Another order of men, chiefly permanent colonists, residing on their own property, were represented by Mr. Charles Campbell as employing from fifty to sixty shepherds and watchmen. "He had been obliged by the pressure of the times, to reduce his old servants to 18 for shepherds and 16 for watchmen, and had not found them so reluctant to accept the reduction as he expected. He would hardly like to see wages lower." He thought a great oversight had been committed by settlers in neglecting to form villages on their estates. He says, "Many of those who now complain of want of employment in Sidney might have been comfortably settled up the country in small villages, containing from ten to twelve men, heads of families, in various callings. In the present state of things we employ, at sheepshearing and reaping, men who wander through the country, from one place to another, in quest of occasional employment. Many of these are handy, clever fellows, but unmarried, and of irregular and dissolute habits. All these men earn is frequently spent in the first public-houses they come to after leaving the station where they have been employed.

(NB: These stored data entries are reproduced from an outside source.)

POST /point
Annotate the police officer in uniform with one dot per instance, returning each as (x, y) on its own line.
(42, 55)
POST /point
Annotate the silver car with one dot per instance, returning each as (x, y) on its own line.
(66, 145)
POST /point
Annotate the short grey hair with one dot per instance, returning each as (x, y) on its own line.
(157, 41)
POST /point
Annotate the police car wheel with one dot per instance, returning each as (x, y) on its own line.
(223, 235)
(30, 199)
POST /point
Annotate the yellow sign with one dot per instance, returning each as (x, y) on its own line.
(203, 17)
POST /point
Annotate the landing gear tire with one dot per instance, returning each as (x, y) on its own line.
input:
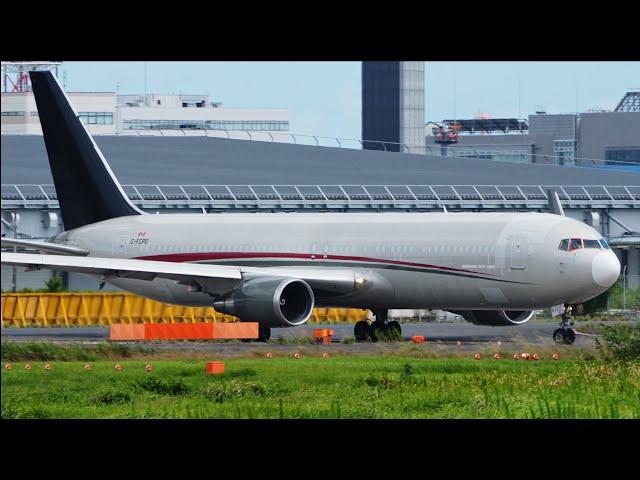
(394, 331)
(558, 336)
(361, 331)
(264, 334)
(570, 336)
(377, 331)
(566, 336)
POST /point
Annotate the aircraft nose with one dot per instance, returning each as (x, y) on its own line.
(605, 269)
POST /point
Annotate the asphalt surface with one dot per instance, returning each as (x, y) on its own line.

If, instead of employing men of this class, the flockmasters and landowners had invited married emigrants to settle in small villages, by allowing them land at a low rent, and not attempting to monopolise their labour, permitting them to choose their own employer in the neighbourhood, we should have our reaping, mowing, and shearing done at a cheaper rate; and the emigrants, by means of the money made during the busy season, added to their earnings, would maintain their families well, and their children, from not being scattered, might have opportunities of learning to read and write, and of receiving religious instruction. Many would in a few years become small farmers—first as tenants, then as landholders, and in either capacity would increase the demand for labour."

This was sound sense in Charles Campbell, as contrasted with the selfishness of Benjamin Boyd; but although Mr. Campbell's views were afterwards enforced and illustrated with a large collection of facts gathered by the one great colonial reformer produced by Australia, yet 1851 found the pastoral interests as ill provided with permanent labour as 1843. The selfish maxims of Mr. Boyd's Bent Street Club prevailed after the ruin and death of the founder. The successful efforts to retain good land as sheep walks only,—to encourage the growth of sheep and discourage the rearing of children, found Australia, when the golden revolution broke out, largely dependent on wandering shepherds, bound by no ties, either moral or local, social or domestic, to the district or the land of which they had no share. Even at this hour short-sighted successors to the Boyd policy are attempting to forge legal bonds to retain the unwilling services of cheap shepherds, hired in Europe—anything rather than give up a share in the land monopoly, although it is melting from their grasp.

But while the governor, backed by the Colonial Office, was deep in the contest which killed him and deceived thousands—while the bounty crimps were pouring in their miscellaneous collections to work or saunter, or, if women, walk the streets while the squatters, losing sight of the just half of their claim, were factiously obstructing all government, and ready to ruin the bodies and souls of shepherds to save wool—an individual appeared, unencumbered with colonising theories, undebased by any mercenary objects, laborious in collecting facts, diffident in expressing new opinions, prepared to learn, willing to teach, and anxious to be useful to all conditions of men. This individual—Caroline Chisholm—the greatest, the only practical reformer and worker in colonisation of the age, who will be remembered and blessed by thousands following their flocks and cultivating their farms in Australia, when the names of the land-jobbers and charlatans of the "sufficient-price school," the "Protectionists of colonial capital," are forgotten.